Closed Sytten closed 3 years ago
I don't think such service warnings are a fit for this repo. I did not follow this outage very closely, however, serverless platforms need to just work and the entire point is to not worry about what's inside the black box. If you are impacted by what's in the black box, we're likely already working on preventing this from happening again. Hope that helps.
I don't agree with this vision considering the level of detail already contained in the FAQ (an ABI contract running on gVisor is as important a contract as a network architecture) and Cloud Run is not only used by beginners that don't care how the thing runs. But it's your doc, your choice :) It would do GCP good to be a bit more transparent on how stuff is built/run.
I work on Cloud Run for over a year now and I am hearing about RSG for the first time here. I don't think those details were supposed to be shared with customers in the first place, as our container contract is documented as you said in your comment. Problems happening anywhere else is a bug and we conduct work and post-mortems to prevent them from happening again.
I also would like you to remind you that this is a community-maintained repository. So if you are looking for implementation details here, this is not the right place.

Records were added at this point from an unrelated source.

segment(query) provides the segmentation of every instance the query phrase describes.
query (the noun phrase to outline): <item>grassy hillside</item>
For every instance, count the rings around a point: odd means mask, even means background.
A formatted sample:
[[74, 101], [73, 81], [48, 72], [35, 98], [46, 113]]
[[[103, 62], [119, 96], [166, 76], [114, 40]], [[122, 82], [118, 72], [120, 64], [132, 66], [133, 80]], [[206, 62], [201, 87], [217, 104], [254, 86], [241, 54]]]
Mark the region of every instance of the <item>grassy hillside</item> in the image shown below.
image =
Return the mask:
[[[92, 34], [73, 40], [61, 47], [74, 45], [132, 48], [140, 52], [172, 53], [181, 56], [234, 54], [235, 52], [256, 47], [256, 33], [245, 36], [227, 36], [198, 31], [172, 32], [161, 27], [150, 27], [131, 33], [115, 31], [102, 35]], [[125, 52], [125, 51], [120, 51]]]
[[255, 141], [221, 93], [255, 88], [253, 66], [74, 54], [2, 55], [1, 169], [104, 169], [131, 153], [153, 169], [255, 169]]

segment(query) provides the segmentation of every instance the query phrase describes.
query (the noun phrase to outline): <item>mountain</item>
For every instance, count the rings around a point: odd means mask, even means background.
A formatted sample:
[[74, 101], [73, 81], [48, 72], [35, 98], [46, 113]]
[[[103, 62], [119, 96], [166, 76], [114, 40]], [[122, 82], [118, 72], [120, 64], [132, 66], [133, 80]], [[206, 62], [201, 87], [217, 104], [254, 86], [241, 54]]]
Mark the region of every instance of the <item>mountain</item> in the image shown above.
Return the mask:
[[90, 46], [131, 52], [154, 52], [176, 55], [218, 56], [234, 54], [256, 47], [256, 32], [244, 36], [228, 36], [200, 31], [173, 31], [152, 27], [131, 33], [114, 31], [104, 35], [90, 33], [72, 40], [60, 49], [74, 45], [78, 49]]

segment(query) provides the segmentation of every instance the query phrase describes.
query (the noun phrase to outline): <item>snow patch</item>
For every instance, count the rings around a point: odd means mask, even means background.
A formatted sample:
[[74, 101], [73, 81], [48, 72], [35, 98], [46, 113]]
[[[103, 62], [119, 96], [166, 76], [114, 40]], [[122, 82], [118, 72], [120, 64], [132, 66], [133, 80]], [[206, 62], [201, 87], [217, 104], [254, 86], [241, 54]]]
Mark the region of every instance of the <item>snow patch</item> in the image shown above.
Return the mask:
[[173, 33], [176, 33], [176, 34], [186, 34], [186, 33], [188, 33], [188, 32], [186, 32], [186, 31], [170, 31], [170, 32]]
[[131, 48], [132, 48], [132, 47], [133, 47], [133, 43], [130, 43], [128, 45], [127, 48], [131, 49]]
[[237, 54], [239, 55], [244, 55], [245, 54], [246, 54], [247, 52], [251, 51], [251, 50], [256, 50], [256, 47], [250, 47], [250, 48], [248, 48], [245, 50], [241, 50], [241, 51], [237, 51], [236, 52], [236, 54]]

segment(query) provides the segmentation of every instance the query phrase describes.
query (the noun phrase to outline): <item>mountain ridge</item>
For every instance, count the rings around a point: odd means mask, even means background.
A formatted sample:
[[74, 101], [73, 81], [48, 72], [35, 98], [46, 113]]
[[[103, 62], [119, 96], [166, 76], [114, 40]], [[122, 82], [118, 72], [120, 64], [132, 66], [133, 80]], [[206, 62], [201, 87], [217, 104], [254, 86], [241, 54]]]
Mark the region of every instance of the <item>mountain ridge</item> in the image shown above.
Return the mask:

We had an outage two weeks ago on cloud run and I learned the existence of RSG. We experienced spikes in latency between our service and our database up to 20-30s. We were able to limit the problem by reducing the concurrency level to our DB connection pool size and scale the service. I think this would be valuable information to the FAQ to demystify slowly the black box. AWS is usually pretty open about the components that build their stuff but I really had to push just to get a root cause of our issue.